By Vinay Shukla in Moscow
September 04, 2004

Russia's three-day hostage crisis ended on Friday with the killing of more than 150 captives, many of them children.

Heavy gunfire and loud explosions were heard as troops entered the school in the town of Beslan in north Ossetia, where Chechen separatists were holding an estimated 1,200 people hostage.

Over 20 militants, including 10 Arabs, were killed in the operation.

Hours after storming the building, the army remained engaged in a fierce gun battle to free the remaining hostages, 70 per cent of them students, President Vladimir Putin's aide for Chechnya, Aslam Aslakhnov, said.

Aslakhnov said that the militants killed over 150 hostages. Of them, 79 have been identified.

It was only after the security forces took out a booby trap and a tank fired at an outhouse where the last batch of militants was holed up, that the operation ended, NTV channel said.

Five militants were captured alive when they tried to flee in civilian clothes, Channel One TV said.

According to Inter-fax news agency, the toll could go up to 200.

The crisis began on Wednesday when some well-armed men and women took control of the school. They refused offers of food and water for the hostages and warned security personnel not to launch any offensive.

Negotiations began and everyone, including Putin, said force would not be used to end the standoff.

"I want to point out that no military action was planned," said regional Federal Security Service chief Valery Andreyev on Friday. "We were planning further talks."

The developments came as many captives escaped amid sporadic explosions and firing that lasted more than an hour.

Images broadcast from the scene were of utter chaos.

Half-naked children dashed out of the school. Some were carried and helped by parents and adults. Many were bleeding.

Children were also brought out in stretchers and put into cars and ambulances.

One unidentified woman freed on Thursday told Izvestia newspaper that during the night children began to cry.

"Then the fighters would fire in the air to restore quiet. In the morning they told us they would not give us anything more to drink because the authorities were not ready to negotiate.

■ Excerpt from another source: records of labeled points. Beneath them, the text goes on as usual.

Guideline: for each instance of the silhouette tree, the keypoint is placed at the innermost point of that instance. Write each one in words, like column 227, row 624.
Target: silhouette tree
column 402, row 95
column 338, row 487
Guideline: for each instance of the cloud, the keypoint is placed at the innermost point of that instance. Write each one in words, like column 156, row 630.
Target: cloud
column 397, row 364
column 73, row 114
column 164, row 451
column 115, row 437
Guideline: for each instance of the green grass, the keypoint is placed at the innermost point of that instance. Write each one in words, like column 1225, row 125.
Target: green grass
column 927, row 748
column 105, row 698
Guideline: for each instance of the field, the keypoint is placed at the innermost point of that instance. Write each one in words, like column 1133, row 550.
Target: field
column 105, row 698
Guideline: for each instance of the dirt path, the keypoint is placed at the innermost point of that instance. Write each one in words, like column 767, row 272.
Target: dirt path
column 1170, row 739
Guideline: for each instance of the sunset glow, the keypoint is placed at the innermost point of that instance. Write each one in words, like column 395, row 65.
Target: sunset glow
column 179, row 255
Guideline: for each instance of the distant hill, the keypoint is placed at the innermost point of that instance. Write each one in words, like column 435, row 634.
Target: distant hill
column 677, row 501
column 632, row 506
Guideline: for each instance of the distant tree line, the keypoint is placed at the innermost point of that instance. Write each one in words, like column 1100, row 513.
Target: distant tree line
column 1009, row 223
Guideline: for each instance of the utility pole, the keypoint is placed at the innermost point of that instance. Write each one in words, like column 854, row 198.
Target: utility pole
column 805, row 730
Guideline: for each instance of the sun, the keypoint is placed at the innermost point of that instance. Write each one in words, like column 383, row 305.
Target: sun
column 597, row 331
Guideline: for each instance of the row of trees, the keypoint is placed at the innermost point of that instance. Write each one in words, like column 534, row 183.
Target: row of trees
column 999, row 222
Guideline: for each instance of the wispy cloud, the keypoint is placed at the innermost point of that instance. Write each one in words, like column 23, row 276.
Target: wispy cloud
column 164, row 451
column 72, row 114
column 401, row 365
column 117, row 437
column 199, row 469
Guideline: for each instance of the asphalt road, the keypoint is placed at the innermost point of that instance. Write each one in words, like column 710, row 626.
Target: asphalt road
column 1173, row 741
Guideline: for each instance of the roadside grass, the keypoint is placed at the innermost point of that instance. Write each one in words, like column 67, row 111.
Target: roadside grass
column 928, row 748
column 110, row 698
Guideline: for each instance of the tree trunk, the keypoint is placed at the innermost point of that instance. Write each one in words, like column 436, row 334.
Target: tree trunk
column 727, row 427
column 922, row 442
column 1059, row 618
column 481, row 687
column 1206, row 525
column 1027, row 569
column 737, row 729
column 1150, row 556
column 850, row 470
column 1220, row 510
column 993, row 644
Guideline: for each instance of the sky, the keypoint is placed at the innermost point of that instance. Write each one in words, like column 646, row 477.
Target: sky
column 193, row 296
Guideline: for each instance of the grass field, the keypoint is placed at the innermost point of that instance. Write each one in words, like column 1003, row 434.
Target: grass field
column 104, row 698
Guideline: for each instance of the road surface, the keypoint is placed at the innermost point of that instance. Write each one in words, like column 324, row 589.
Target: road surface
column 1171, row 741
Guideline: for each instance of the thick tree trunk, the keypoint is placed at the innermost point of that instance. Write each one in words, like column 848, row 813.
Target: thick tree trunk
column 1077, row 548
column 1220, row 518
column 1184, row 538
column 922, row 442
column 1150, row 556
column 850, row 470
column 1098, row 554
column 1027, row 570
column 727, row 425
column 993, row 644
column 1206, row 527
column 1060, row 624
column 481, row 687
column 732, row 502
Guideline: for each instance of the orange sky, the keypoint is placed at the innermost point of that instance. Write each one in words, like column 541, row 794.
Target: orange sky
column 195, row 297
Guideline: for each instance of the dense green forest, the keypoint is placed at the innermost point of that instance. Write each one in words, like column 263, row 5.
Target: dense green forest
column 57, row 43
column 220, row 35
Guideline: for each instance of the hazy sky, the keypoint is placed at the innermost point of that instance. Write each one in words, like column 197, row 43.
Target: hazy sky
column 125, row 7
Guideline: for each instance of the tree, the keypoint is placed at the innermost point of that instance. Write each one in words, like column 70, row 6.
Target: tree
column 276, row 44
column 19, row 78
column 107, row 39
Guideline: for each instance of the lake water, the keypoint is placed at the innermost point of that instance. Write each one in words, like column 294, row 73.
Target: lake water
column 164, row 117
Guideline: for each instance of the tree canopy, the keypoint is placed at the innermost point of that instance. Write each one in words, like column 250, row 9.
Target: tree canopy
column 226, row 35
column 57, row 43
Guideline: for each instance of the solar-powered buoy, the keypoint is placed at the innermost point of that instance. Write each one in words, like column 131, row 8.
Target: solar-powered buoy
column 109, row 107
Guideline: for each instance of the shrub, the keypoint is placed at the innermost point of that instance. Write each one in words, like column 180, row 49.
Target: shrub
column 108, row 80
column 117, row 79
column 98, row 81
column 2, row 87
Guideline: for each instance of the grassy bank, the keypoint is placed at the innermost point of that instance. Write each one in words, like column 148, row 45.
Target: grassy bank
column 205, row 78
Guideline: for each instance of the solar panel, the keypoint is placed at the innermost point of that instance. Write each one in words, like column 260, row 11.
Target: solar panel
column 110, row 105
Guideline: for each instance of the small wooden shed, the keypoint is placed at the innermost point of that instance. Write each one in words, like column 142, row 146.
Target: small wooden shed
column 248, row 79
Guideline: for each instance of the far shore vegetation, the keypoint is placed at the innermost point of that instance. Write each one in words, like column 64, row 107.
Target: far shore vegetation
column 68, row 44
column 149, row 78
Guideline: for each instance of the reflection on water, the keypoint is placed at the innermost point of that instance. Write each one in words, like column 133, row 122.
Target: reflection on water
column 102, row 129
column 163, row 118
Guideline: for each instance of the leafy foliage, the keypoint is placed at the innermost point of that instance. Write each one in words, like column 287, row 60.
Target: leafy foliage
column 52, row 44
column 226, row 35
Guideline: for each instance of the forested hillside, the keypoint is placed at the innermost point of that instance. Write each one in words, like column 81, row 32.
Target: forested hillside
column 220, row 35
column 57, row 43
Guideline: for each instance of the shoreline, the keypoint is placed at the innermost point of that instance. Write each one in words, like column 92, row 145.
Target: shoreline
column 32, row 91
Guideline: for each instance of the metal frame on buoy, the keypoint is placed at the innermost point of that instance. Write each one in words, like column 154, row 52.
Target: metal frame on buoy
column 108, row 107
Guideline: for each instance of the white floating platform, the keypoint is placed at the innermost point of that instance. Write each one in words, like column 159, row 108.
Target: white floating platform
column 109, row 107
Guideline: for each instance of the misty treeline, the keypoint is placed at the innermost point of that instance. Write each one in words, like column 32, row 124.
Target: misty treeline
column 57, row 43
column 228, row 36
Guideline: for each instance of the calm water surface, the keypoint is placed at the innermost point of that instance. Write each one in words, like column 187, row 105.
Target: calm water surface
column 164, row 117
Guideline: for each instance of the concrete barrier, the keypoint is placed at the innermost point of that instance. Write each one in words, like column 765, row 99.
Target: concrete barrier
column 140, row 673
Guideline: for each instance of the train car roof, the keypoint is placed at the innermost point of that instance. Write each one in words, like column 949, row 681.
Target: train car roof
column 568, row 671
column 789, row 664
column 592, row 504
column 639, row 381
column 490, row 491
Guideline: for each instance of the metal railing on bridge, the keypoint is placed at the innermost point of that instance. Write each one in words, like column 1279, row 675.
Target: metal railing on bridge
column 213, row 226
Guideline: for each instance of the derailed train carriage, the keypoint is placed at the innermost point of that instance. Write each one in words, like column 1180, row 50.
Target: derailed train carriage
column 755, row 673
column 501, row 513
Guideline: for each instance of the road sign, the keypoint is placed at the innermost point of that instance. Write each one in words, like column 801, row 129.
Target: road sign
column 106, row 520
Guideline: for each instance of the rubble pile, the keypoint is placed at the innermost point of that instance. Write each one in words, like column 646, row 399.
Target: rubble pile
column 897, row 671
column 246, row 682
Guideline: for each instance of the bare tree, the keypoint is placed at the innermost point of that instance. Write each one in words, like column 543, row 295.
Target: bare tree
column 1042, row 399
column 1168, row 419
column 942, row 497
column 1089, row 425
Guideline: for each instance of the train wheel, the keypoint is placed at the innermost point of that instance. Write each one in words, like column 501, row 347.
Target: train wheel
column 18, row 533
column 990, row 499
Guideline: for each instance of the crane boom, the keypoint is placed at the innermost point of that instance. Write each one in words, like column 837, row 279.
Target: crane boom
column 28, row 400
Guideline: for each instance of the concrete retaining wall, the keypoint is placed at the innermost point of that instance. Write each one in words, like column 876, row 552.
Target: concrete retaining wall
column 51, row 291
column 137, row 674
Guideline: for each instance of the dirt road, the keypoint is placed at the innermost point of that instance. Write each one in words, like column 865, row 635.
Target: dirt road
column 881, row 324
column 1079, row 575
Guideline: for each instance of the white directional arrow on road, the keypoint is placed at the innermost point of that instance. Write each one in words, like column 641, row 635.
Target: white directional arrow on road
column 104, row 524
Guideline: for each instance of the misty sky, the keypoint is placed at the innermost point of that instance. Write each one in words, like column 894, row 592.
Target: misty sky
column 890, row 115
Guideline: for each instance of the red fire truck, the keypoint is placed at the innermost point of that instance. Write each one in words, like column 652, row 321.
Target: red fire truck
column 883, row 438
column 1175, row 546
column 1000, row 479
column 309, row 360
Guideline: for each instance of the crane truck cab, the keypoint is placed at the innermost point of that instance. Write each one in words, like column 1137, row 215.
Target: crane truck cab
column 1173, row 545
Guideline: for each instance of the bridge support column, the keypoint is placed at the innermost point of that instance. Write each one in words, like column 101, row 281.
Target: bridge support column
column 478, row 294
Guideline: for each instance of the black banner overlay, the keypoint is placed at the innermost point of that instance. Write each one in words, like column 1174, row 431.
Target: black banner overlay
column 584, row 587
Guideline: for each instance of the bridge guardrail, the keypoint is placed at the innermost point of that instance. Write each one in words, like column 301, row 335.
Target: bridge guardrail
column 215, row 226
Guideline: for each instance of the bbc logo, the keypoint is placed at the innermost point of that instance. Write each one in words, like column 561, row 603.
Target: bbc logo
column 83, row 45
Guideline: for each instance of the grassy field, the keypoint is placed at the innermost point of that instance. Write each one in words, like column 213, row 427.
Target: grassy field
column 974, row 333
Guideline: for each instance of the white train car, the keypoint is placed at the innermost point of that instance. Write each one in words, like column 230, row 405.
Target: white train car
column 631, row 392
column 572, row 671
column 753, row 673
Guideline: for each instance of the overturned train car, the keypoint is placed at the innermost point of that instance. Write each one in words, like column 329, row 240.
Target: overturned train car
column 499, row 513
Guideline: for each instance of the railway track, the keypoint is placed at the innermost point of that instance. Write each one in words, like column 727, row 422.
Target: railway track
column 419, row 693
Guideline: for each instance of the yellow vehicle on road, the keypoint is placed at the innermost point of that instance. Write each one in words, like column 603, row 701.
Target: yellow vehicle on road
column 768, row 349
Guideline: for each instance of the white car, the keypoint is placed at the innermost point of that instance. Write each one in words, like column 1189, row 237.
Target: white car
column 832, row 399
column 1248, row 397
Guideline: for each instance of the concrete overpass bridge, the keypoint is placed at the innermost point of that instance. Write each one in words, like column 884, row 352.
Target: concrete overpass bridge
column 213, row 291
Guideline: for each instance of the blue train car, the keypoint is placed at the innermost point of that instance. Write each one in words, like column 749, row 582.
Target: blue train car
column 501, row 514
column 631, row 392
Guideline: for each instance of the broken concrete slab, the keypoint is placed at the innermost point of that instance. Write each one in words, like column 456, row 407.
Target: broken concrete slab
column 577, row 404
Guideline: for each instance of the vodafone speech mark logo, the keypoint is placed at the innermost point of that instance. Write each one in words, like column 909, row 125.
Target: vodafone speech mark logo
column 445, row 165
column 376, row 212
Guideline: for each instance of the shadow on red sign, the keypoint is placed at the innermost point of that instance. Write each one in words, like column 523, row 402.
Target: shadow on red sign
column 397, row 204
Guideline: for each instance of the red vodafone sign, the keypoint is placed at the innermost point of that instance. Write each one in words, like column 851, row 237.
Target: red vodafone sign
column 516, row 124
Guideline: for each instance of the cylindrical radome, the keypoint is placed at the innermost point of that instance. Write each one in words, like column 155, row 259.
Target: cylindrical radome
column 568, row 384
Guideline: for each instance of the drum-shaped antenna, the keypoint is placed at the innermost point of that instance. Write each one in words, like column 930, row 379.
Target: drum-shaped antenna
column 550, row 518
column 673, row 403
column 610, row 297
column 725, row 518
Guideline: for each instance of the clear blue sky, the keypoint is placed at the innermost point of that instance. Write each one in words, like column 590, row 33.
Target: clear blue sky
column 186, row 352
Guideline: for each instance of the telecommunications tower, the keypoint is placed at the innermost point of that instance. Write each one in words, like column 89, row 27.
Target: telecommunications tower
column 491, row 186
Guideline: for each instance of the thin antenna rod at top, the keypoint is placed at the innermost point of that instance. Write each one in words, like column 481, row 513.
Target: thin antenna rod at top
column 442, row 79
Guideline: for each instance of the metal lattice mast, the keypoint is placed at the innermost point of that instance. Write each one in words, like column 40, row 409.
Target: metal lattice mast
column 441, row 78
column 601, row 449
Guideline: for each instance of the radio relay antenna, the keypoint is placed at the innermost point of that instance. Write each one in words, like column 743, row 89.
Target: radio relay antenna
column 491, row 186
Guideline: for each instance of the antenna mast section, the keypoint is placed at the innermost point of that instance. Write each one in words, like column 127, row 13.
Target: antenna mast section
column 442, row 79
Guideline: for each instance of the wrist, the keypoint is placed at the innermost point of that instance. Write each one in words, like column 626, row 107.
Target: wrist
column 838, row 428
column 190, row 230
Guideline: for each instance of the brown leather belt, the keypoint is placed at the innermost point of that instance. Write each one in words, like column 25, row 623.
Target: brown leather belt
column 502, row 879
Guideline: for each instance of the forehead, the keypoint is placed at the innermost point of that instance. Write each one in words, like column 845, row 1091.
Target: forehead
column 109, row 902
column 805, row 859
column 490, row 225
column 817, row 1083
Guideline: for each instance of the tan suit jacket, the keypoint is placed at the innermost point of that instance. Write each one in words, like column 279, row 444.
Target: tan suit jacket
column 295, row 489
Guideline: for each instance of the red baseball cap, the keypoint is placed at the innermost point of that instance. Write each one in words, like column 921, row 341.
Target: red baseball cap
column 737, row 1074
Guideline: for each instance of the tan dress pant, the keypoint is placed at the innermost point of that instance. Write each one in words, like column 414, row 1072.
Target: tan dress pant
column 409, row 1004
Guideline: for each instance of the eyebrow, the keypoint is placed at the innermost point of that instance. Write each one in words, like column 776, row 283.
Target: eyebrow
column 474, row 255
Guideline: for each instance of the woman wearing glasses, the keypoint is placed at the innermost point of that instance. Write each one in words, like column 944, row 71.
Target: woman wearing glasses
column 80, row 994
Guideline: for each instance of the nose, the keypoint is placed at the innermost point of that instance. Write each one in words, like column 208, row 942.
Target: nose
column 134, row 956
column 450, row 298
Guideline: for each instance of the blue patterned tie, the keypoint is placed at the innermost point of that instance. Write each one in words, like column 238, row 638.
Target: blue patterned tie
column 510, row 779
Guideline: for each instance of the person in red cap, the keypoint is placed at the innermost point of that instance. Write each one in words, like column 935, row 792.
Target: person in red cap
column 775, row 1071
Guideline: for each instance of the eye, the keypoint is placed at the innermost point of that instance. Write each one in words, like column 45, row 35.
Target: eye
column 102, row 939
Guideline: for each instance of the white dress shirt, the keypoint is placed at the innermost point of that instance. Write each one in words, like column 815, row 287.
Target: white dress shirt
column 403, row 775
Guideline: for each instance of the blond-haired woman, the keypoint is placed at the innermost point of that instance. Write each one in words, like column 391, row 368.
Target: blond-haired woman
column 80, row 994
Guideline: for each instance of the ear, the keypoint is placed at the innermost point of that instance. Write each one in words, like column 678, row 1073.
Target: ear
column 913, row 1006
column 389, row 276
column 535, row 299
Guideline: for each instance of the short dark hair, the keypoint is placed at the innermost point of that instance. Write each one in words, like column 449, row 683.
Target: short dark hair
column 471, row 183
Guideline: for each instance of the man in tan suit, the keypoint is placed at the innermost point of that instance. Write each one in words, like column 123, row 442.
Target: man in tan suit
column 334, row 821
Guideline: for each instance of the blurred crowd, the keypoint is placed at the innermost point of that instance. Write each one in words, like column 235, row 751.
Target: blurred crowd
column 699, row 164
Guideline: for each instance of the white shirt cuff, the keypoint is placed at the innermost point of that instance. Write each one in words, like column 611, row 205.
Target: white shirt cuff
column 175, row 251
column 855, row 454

"When children went to the toilet, some tried to drink from the tap. The fighters stopped them straightaway."

A female suicide bomber killed nine people outside a Moscow subway station on Tuesday.

Two suspected Chechen female suicide bombers downed two jetliners on August 24, killing all 89 people aboard the planes.

In October 2002, Chechen rebels had entered a Moscow theatre and held around 700 hostages.

That standoff ended when Russian forces leaked poison gas into the theatre.

More than 120 hostages and 41 attackers were killed, most of them from the gas.